Hiroshima mon amour (1959)
"Hiroshima mon amour" helped kick off the French New Wave in 1959. It's interesting that filmmaker Alain Resnais has often been identified as part of that movement; he'd already been making movies for more than a decade before that while Truffaut, Godard and the gang were off pretending to be film critics.
(I say "pretend" because they've more or less acknowledged that they were just trying to get attention to launch their own filmmaking careers.)
It's the story (perhaps "story" is not the right word, Resnais often being less concerned with coherent narrative than evocative imagery and ideas) of two people — a Frenchwoman named Elle (though we never hear her name), played by Emmanuelle Riva, and a Japanese architect named Liu (Eiji Okada). As the film opens, they have just had a one-night stand ... or so she thinks. He feels a powerful pull toward her, which she at first disavows but eventually comes to acknowledge.
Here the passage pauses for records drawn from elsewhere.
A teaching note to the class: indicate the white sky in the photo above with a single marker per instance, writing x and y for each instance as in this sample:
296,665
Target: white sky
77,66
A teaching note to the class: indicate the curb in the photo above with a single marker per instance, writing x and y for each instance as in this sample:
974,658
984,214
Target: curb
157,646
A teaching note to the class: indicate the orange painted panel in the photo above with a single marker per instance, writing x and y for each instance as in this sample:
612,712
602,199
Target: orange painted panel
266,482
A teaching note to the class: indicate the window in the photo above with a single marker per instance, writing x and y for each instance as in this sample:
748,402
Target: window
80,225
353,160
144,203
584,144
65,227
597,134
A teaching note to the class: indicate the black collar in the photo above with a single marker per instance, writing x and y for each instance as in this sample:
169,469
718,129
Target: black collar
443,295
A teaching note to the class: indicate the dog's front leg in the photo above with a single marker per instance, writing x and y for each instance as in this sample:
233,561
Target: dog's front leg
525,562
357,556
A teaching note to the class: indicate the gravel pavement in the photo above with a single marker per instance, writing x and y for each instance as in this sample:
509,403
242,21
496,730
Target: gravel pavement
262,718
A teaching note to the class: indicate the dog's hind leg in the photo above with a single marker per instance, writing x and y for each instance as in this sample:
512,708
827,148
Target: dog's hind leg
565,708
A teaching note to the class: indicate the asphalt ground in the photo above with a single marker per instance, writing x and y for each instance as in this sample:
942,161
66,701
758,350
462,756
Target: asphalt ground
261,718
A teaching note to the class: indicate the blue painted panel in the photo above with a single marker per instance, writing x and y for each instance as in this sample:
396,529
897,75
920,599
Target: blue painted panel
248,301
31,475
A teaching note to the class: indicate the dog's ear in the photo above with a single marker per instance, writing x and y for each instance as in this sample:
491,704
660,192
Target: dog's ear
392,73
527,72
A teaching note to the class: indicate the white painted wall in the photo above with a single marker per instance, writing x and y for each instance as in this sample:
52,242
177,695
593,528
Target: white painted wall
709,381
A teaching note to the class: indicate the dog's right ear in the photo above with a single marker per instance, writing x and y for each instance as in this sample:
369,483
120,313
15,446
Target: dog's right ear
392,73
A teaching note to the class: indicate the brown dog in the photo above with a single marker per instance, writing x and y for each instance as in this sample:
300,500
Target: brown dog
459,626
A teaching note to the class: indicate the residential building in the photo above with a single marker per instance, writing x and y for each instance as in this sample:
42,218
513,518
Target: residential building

Alas, she's an actress shooting an anti-war movie in Hiroshima, and the next day she is scheduled to fly back to Paris. They spend the next 36 hours or so in a running conversion about love, death, the bombing of that city and forgetfulness.
I can't say I really enjoyed myself watching "Hiroshima mon amour." As with Resnais' more recent work, I find his style deliberately off-putting — the thought of entertaining an audience seems repugnant to him — but I respect the film for its audacious storytelling. Marguerite Duras earned an Oscar nomination for her screenplay.
One of the things Resnais does that is truly groundbreaking is the many mini-flashbacks he inserts into a scene so you can visualize what a character is talking or thinking about. Like when Elle discusses her period of madness while a young girl living in Nevers, the view slips from the streets of Hiroshima where she's walking to the stony maze of that French town. It sounds so simple and has since come to become a staple of the language of cinema. But in 1959, it was truly revolutionary.
The sexuality depicted, while not overt, is still notable. The opening shot is of a man and woman's naked limbs intertwined, and there are numerous shots of Riva and Okada canoodling in bed, cavorting in the shower, etc. While the camera is carefully framed to avoid showing anything that would've gotten the film banned, it's quite brazen by Hollywood standards of the time.
Roughly speaking, the first half of the film is about the horror of the Hiroshima bombing, and the second half is about Elle's estrangement from her hometown community after falling in love with a German soldier during World War II. In both cases, the other person expresses sympathy and understanding of the tragedy, while the one relating the tale rebutts and rebukes them, saying they couldn't possibly relate.
"You are not endowed with memory," Liu tells her when Elle expresses grief over the bombing.
The first sequence is gripping in its depictions of the damage done to Hiroshima, the city and the people. Employing newsreel footage, Resnais lays bare the terrible burns, deformities and destruction wrought upon Hiroshima in a way that must have been new and shocking to American audiences at the time. Interestingly, the film never mentions that it was the United States that dropped the bomb or that similar destruction befell Nagasaki. I wonder if this film contributed to the fact that whenever the use of atomic/nuclear weapons is brought up, it is invariably Hiroshima that is evoked and not Nagasaki.
For me, the key moment of the film is when Liu asks Elle what she thought when she first heard of the bombing of Hiroshima. He was off fighting in the war, while his entire family perished. He's astonished to realize that most of the world celebrated the destruction of Hiroshima, since it marked the end of the war.
In her far less compelling section, Elle talks about the loss of her German lover and how the entire town ostracized her. Her hair was shorn off and her own parents locked her in the basement, where she went mad. Her primary regret is not the pain or the abandonment by her family, but the slow, gradual yet inexorable loss of the memory of her first love. In her narration, Elle tells Liu she knows she is destined to repeat this loss with him.
Impressive but not engaging, "Hiroshima mon amour" is a memorable film about forgetting.